Steven, why in the world would you take the time to type a response just to criticize someone? Last time I checked we live in a country where people are free to do what they want, this includes our diets! If you don't agree with someones choices, DON'T DO IT! It's as simple as that.

Medium avatar
0 · April 01, 2014 at 12:41 PM

Steven, why in the world would you take the time to type a response just to criticize someone? Last time I checked we live in a country where people are free to do what they want, this includes our diets! If you don't agree with someones choices, DON'T DO IT! It's as simple as that.

19504 · March 09, 2012 at 06:44 PM

No need to consume flaxseed oil. However wild salmon is a good choice.
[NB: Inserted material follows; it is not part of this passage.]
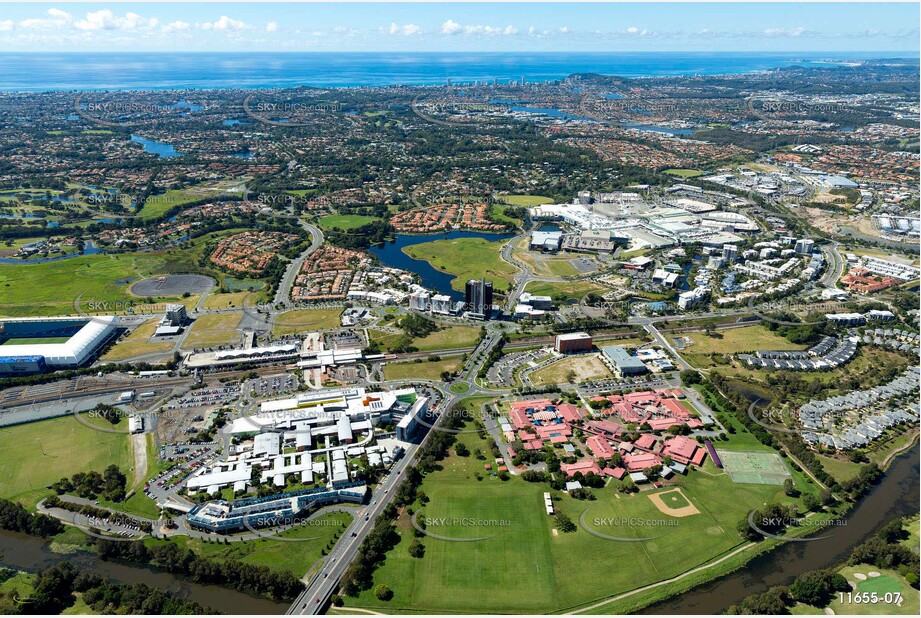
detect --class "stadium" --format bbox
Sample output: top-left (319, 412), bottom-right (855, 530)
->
top-left (0, 316), bottom-right (119, 375)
102 · March 29, 2012 at 02:28 AM

All seeds are estrogenic. Why? Because think about what they are. Little tiny uteruses!!! They are full of estrogen. The top estrogenic foods are seeds/legumes/beans. http://www.totalityofbeing.com/FramelessPages/Articles/estrogeninfoods.html

You paleotards are getting on my last nerve!!! Eating friggin nuts and seeds, but you guys demonize beans. What the hell do you think nuts and seeds are? They're pretty much beans, but keep telling yourselves otherwise.
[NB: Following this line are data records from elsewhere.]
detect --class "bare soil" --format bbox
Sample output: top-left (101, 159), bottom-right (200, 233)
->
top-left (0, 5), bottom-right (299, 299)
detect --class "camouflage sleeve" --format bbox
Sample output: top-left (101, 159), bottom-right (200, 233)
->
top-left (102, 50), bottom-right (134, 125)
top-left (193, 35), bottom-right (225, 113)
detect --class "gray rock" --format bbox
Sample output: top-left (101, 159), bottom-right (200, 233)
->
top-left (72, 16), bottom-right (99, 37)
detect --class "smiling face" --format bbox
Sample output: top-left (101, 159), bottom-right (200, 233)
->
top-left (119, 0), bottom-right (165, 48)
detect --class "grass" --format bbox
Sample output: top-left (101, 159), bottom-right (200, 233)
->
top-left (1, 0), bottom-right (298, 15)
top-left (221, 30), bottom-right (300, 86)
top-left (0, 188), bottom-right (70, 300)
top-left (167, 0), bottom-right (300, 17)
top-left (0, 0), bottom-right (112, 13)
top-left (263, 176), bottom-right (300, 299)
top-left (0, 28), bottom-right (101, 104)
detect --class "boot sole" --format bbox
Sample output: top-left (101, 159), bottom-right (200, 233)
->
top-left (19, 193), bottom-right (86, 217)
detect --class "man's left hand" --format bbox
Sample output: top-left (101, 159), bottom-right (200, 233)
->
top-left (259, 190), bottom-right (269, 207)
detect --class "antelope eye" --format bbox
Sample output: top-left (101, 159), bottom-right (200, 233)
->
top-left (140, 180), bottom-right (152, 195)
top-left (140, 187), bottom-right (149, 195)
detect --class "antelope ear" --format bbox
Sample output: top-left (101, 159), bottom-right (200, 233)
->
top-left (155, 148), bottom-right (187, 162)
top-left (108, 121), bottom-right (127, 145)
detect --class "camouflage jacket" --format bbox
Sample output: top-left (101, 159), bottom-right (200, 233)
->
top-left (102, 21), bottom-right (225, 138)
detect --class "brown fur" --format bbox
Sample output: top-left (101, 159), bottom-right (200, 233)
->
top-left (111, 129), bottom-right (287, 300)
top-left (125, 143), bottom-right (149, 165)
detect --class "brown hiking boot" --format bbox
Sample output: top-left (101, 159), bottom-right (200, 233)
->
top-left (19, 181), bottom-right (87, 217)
www.raypeat.com- these are all the sources you'll ever need to prove to yourself that essential fatty acids are not essential. http://raypeat.com/articles/articles/fishoil.shtml http://raypeat.com/articles/nutrition/oils-in-context.shtml

If you're still not convinced, let this thought sink in: in all the tropical countries in the world, closest to the equator, barely anybody gets "essential fatty acid" requirements. How the hell are you gonna get your EFA's when you are eating coconuts, fruit, and lean fish all day. The polynesians, melanesians, and kitivans are all eating this way right now.